Contrary to defendants’ contentions, the convenience of government counsel
is
a relevant factor.
But many of the cases cited by the government involved transfer motions on the eve of trial
(e.g. Keuylian, Testa).
In view of the complexity of this case and the fact that transfer has been occasioned by defendants’ motion, a finding of Speedy Trial Act excludable time under 18 U.S.C. § 3161(h)(8) would seem to be unexceptionable and to minimize that consideration.

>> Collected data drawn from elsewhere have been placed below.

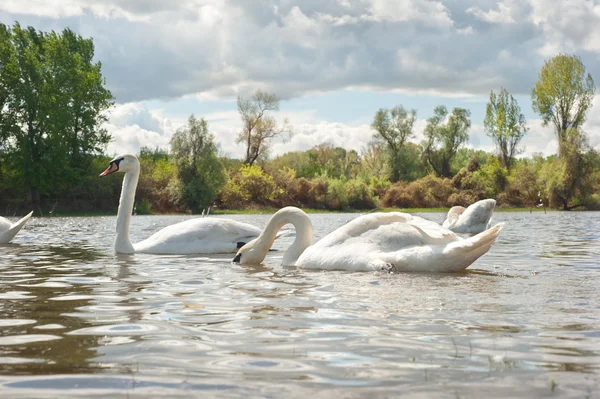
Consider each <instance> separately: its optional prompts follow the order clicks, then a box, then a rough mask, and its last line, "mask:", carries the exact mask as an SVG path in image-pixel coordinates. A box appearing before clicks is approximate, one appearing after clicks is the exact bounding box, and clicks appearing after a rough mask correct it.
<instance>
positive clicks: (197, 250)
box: [134, 218, 261, 254]
mask: <svg viewBox="0 0 600 399" xmlns="http://www.w3.org/2000/svg"><path fill="white" fill-rule="evenodd" d="M260 233H261V229H259V228H258V227H255V226H252V225H251V224H248V223H242V222H237V221H234V220H230V219H219V218H196V219H191V220H186V221H184V222H180V223H176V224H173V225H170V226H167V227H165V228H164V229H162V230H160V231H158V232H156V233H154V234H153V235H152V236H150V237H149V238H147V239H146V240H144V241H142V242H140V243H137V244H134V248H135V250H136V251H139V252H150V253H163V254H169V253H171V254H195V253H204V254H210V253H229V252H235V251H236V250H237V248H238V243H239V242H248V241H249V240H252V239H254V238H256V237H258V236H259V235H260Z"/></svg>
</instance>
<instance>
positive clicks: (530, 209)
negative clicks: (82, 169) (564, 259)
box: [14, 208, 586, 218]
mask: <svg viewBox="0 0 600 399" xmlns="http://www.w3.org/2000/svg"><path fill="white" fill-rule="evenodd" d="M301 209H302V210H303V211H304V212H306V213H308V214H319V213H370V212H404V213H446V212H448V210H449V209H450V208H375V209H345V210H327V209H312V208H301ZM278 210H279V208H252V209H215V210H211V213H210V215H269V214H273V213H275V212H277V211H278ZM530 210H531V212H544V209H543V208H531V209H530V208H495V209H494V213H502V212H529V211H530ZM545 211H546V212H561V211H562V210H559V209H550V208H546V209H545ZM570 212H573V211H570ZM575 212H586V211H583V210H582V211H575ZM116 215H117V212H116V210H115V211H114V212H107V211H63V212H60V211H56V212H54V213H53V214H51V215H50V214H48V213H46V214H44V215H43V216H37V215H35V214H34V215H33V216H35V217H43V218H47V217H92V216H116ZM134 216H200V214H191V213H151V214H144V215H139V214H138V215H134ZM14 217H18V216H14Z"/></svg>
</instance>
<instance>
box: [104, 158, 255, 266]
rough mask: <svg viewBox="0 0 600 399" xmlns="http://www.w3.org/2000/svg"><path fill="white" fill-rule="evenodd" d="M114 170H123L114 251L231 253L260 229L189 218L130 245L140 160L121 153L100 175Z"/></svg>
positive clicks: (235, 250)
mask: <svg viewBox="0 0 600 399" xmlns="http://www.w3.org/2000/svg"><path fill="white" fill-rule="evenodd" d="M115 172H121V173H125V178H124V179H123V187H122V189H121V198H120V200H119V210H118V212H117V229H116V238H115V252H117V253H123V254H132V253H135V252H146V253H153V254H216V253H232V252H235V251H237V249H238V248H239V246H240V245H243V244H244V243H247V242H248V241H250V240H253V239H254V238H256V237H258V236H259V235H260V233H261V229H259V228H258V227H255V226H252V225H250V224H248V223H242V222H237V221H235V220H231V219H221V218H212V217H210V218H208V217H206V218H192V219H189V220H185V221H183V222H180V223H176V224H172V225H170V226H167V227H165V228H163V229H162V230H159V231H157V232H156V233H154V234H153V235H151V236H150V237H148V238H147V239H145V240H143V241H141V242H138V243H135V244H132V243H131V240H130V238H129V223H130V220H131V213H132V211H133V204H134V201H135V190H136V187H137V184H138V180H139V177H140V162H139V161H138V159H137V157H136V156H135V155H132V154H122V155H118V156H116V157H115V158H114V159H112V160H111V161H110V163H109V165H108V168H107V169H106V170H105V171H104V172H102V173H100V177H103V176H106V175H110V174H112V173H115Z"/></svg>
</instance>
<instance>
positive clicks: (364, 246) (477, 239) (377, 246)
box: [296, 224, 503, 272]
mask: <svg viewBox="0 0 600 399" xmlns="http://www.w3.org/2000/svg"><path fill="white" fill-rule="evenodd" d="M410 227H412V228H415V227H414V226H406V227H402V229H404V228H410ZM502 227H503V224H498V225H496V226H494V227H492V228H491V229H489V230H486V231H484V232H482V233H480V234H477V235H476V236H473V237H470V238H468V239H460V238H458V239H457V240H456V241H453V242H451V243H446V244H429V245H428V244H425V243H423V242H422V243H420V244H415V245H405V246H402V245H382V244H384V241H383V240H380V241H379V242H378V243H374V242H369V241H366V240H358V239H351V240H348V241H346V242H345V243H343V244H342V245H338V246H336V247H330V248H318V247H317V245H314V246H312V247H309V248H307V249H306V251H304V253H303V254H302V255H301V256H300V258H299V259H298V262H297V263H296V265H297V266H300V267H307V268H315V269H327V270H336V269H338V270H350V271H374V270H382V269H383V270H394V271H417V272H457V271H460V270H464V269H466V268H467V267H469V266H470V265H471V264H472V263H473V262H475V261H476V260H477V259H478V258H479V257H480V256H482V255H483V254H485V253H486V252H487V251H488V250H489V249H490V248H491V246H492V245H493V244H494V242H495V241H496V239H497V238H498V234H499V233H500V230H502ZM415 230H417V229H416V228H415ZM396 231H398V230H396ZM412 237H414V236H412ZM423 239H424V240H427V239H428V238H426V237H424V238H423ZM405 243H406V242H405ZM389 244H392V241H390V242H389Z"/></svg>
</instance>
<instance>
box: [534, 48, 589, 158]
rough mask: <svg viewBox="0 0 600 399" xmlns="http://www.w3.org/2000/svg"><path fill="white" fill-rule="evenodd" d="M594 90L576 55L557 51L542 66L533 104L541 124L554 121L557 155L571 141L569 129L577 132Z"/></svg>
mask: <svg viewBox="0 0 600 399" xmlns="http://www.w3.org/2000/svg"><path fill="white" fill-rule="evenodd" d="M595 91H596V87H595V86H594V80H593V79H592V75H590V74H589V73H588V74H586V72H585V66H584V65H583V63H582V62H581V60H580V59H579V57H577V56H574V55H573V56H569V55H565V54H558V55H556V56H554V57H553V58H551V59H550V60H548V61H546V62H545V63H544V66H542V69H541V70H540V74H539V78H538V81H537V82H536V83H535V86H533V88H532V89H531V101H532V103H533V104H532V107H533V110H534V111H535V112H537V113H538V114H539V115H540V116H541V117H542V121H543V123H544V126H546V125H548V124H549V123H552V124H553V125H554V127H555V129H556V137H557V138H558V143H559V155H560V154H561V151H562V148H563V144H566V145H567V146H569V145H570V144H569V143H568V134H569V132H579V130H580V128H581V127H582V126H583V123H584V122H585V118H586V115H587V111H588V110H589V109H590V107H591V106H592V101H593V99H594V93H595ZM576 134H579V133H576ZM572 142H573V140H571V143H572Z"/></svg>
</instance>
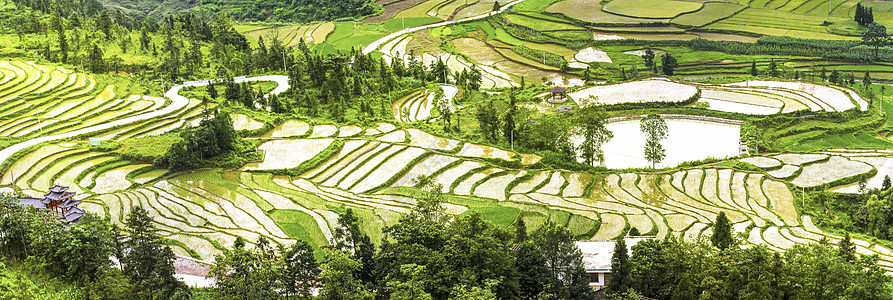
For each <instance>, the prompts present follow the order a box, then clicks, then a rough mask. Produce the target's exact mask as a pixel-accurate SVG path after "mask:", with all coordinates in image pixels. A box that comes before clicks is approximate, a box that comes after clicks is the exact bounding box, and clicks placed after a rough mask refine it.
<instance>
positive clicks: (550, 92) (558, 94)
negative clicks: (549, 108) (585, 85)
mask: <svg viewBox="0 0 893 300" xmlns="http://www.w3.org/2000/svg"><path fill="white" fill-rule="evenodd" d="M564 92H567V89H565V88H563V87H560V86H556V87H554V88H552V89H551V90H549V93H550V94H551V95H552V96H551V97H550V98H549V101H551V102H552V103H563V102H564V101H565V100H566V99H565V95H564Z"/></svg>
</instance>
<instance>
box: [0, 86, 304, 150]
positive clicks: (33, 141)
mask: <svg viewBox="0 0 893 300" xmlns="http://www.w3.org/2000/svg"><path fill="white" fill-rule="evenodd" d="M220 80H221V79H218V81H220ZM249 81H274V82H276V83H277V84H278V85H279V86H277V87H276V88H275V89H273V91H271V92H270V94H279V93H282V92H284V91H285V90H288V88H289V84H288V76H285V75H269V76H258V77H250V78H246V77H237V78H235V82H236V83H242V82H249ZM209 83H210V81H207V80H201V81H190V82H184V83H182V84H178V85H175V86H173V87H171V89H170V90H168V91H167V92H166V93H164V96H165V97H167V98H170V99H171V104H170V105H168V106H165V107H163V108H161V109H157V110H154V111H149V112H147V113H144V114H139V115H135V116H131V117H127V118H124V119H120V120H116V121H112V122H108V123H103V124H98V125H94V126H90V127H85V128H81V129H78V130H74V131H69V132H65V133H60V134H55V135H48V136H42V137H39V138H35V139H30V140H27V141H24V142H21V143H18V144H15V145H12V146H9V147H7V148H5V149H3V150H0V163H3V162H5V161H6V160H7V159H9V157H10V156H12V155H13V154H15V153H16V152H19V151H21V150H24V149H26V148H28V147H31V146H34V145H38V144H41V143H46V142H50V141H55V140H61V139H66V138H70V137H75V136H78V135H82V134H85V133H91V132H96V131H100V130H106V129H109V128H113V127H117V126H122V125H127V124H130V123H134V122H138V121H143V120H148V119H152V118H159V117H162V116H166V115H169V114H171V113H174V112H176V111H178V110H180V109H182V108H184V107H186V105H188V104H189V99H188V98H186V97H184V96H181V95H180V94H179V93H180V90H181V89H183V88H185V87H194V86H206V85H208V84H209Z"/></svg>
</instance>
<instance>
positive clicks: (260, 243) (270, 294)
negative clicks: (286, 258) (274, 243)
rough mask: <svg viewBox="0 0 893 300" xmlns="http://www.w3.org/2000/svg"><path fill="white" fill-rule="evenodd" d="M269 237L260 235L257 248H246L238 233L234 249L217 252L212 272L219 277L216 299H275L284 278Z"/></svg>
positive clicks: (211, 268) (212, 269)
mask: <svg viewBox="0 0 893 300" xmlns="http://www.w3.org/2000/svg"><path fill="white" fill-rule="evenodd" d="M272 251H273V249H272V248H271V247H270V244H269V241H268V240H267V239H265V238H264V237H261V238H260V239H259V240H258V241H257V246H256V247H255V249H251V250H249V249H246V248H245V240H243V239H242V237H237V239H236V241H235V243H234V244H233V249H232V250H230V251H228V252H227V253H225V255H222V256H221V255H218V256H217V258H216V262H217V263H216V264H215V265H214V266H212V268H211V274H212V275H213V276H214V279H215V281H216V287H215V289H214V291H215V298H216V299H233V300H235V299H274V298H277V296H278V292H277V290H278V289H280V288H282V284H283V283H284V282H281V281H279V279H280V278H281V277H282V276H279V272H280V269H279V268H277V261H276V256H275V254H274V253H273V252H272Z"/></svg>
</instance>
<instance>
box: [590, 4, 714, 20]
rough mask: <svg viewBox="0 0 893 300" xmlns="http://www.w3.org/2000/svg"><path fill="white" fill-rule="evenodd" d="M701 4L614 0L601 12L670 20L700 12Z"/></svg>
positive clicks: (653, 18) (604, 8) (638, 16)
mask: <svg viewBox="0 0 893 300" xmlns="http://www.w3.org/2000/svg"><path fill="white" fill-rule="evenodd" d="M702 6H703V4H701V3H697V2H684V1H674V0H614V1H611V2H608V4H605V6H604V7H602V10H604V11H606V12H609V13H613V14H617V15H621V16H627V17H633V18H647V19H672V18H674V17H677V16H679V15H681V14H684V13H690V12H694V11H697V10H700V9H701V7H702Z"/></svg>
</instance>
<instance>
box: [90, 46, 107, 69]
mask: <svg viewBox="0 0 893 300" xmlns="http://www.w3.org/2000/svg"><path fill="white" fill-rule="evenodd" d="M102 56H103V55H102V50H101V49H99V45H96V44H94V45H93V50H92V51H90V64H89V66H90V71H91V72H93V73H104V72H105V60H104V59H103V57H102Z"/></svg>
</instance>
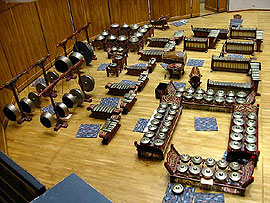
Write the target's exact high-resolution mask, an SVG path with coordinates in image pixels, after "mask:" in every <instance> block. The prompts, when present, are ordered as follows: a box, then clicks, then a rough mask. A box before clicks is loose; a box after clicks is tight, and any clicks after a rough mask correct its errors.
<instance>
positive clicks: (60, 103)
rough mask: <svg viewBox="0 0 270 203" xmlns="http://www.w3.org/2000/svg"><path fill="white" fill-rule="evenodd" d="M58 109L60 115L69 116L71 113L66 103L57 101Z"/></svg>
mask: <svg viewBox="0 0 270 203" xmlns="http://www.w3.org/2000/svg"><path fill="white" fill-rule="evenodd" d="M55 107H56V111H57V113H58V115H59V116H60V117H62V118H63V117H67V116H68V115H69V110H68V107H67V106H66V105H65V104H64V103H60V102H59V103H56V105H55Z"/></svg>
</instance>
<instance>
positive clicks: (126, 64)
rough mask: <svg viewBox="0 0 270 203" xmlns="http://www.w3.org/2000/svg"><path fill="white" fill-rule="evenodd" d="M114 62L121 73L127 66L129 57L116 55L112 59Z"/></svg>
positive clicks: (121, 54) (112, 61) (120, 55)
mask: <svg viewBox="0 0 270 203" xmlns="http://www.w3.org/2000/svg"><path fill="white" fill-rule="evenodd" d="M112 62H113V63H116V64H117V66H118V67H119V68H120V73H121V72H122V70H123V69H124V66H126V65H127V57H126V56H125V55H122V54H121V55H120V54H117V55H114V56H113V58H112Z"/></svg>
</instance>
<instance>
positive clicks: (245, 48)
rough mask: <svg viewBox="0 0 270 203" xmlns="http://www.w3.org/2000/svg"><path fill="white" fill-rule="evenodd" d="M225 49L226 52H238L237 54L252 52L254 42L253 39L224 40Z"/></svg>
mask: <svg viewBox="0 0 270 203" xmlns="http://www.w3.org/2000/svg"><path fill="white" fill-rule="evenodd" d="M225 51H226V52H227V53H238V54H249V55H253V53H254V42H253V41H246V42H242V41H226V43H225Z"/></svg>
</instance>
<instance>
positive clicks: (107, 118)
mask: <svg viewBox="0 0 270 203" xmlns="http://www.w3.org/2000/svg"><path fill="white" fill-rule="evenodd" d="M120 119H121V116H119V115H113V116H111V117H110V118H107V120H106V122H105V124H104V125H103V126H102V128H101V129H100V133H99V137H100V138H103V140H102V144H104V145H107V144H109V142H110V141H111V140H112V138H113V137H114V136H115V134H116V133H117V131H118V130H119V128H120V127H121V124H120V123H119V122H120Z"/></svg>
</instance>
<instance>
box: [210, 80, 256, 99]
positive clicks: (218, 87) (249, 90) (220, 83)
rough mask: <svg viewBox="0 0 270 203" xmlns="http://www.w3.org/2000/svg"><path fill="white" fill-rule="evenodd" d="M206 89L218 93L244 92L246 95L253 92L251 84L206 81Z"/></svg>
mask: <svg viewBox="0 0 270 203" xmlns="http://www.w3.org/2000/svg"><path fill="white" fill-rule="evenodd" d="M207 89H213V90H214V91H218V90H220V89H222V90H224V91H234V92H240V91H241V92H245V93H246V94H247V95H248V94H250V93H251V92H252V90H253V87H252V84H251V83H249V82H243V83H236V82H219V81H213V80H210V79H208V80H207Z"/></svg>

This factor poses a close call, but the Court gives a slight edge to defendants. While the government has New York counsel available, defendants do not have an equivalent call on Chicago counsel.
8.
Relative Accessibility of Place of Trial
This factor drops out of consideration where, as here, two major metropolitan areas are involved.
9.
Docket Condition
Here too (especially in light of the Speedy Trial Act, enacted since
Platt)
there is nothing either way. Defendants and the government agree this is not a factor.
10.
Special Elements
(a)
DeAngelis
DeAngelis notes that he is subject to a related criminal indictment in the New York state courts.
(b)
Bein
Bein submits a doctor’s letter describing a medical condition that imposes severe dietary restrictions. It would be much more difficult for Bein to subsist on restaurant food for a long period of time than if he were able to live at home.
(c)
Government
One of the government’s strongest points is that granting the motion to transfer will split this trial. Judicial economy would be disserved, and it will certainly be far more inconvenient for witnesses forced to testify twice. That did not preclude the partial transfer in
United States v. Aronoff,
463 F.Supp. 454 (S.D.N.Y.1978), but the government urges “that such a result should not be repeated.”
This Court has considerable empathy for the government’s concerns, but they are after all the product of the government’s decision to bring the indictments here in the first place. Had the natural center of gravity — New York — been chosen, none of the defendants who now disavow the transfer motions could have moved for transfer away from the Southern District of New York (all are themselves New Yorkers). There would have been no prospect of a split trial.
Conclusion
Alter
is the case closest to this one, and it decided on transfer to the home base of the fraudulent boiler shop operation. Other cases illustrating the balancing of factors and ordering transfer are
Aronoff
(resulting, as already observed, in a split trial);
United States v. Haley,
504 F.Supp. 1124 (E.D.Pa.1981);
United States v. Gruberg,
493 F.Supp. 234 (S.D.N.Y.1979).
Were it not for the splitting of the proceeding, transfer would unequivocally be indicated. And even on that score each defendant has rights that cannot fairly be subordinated to the decision of his co-defendants to resist transfer (or put another way, to the government’s choice of a less appropriate forum in the first instance).
Accordingly this proceeding is transferred to the United States District Court for the Southern District of New York as to each of defendants Bein, DeAngelis and Vitti. Bein’s and DeAngelis’ other motions remain to be considered by the transferee judge.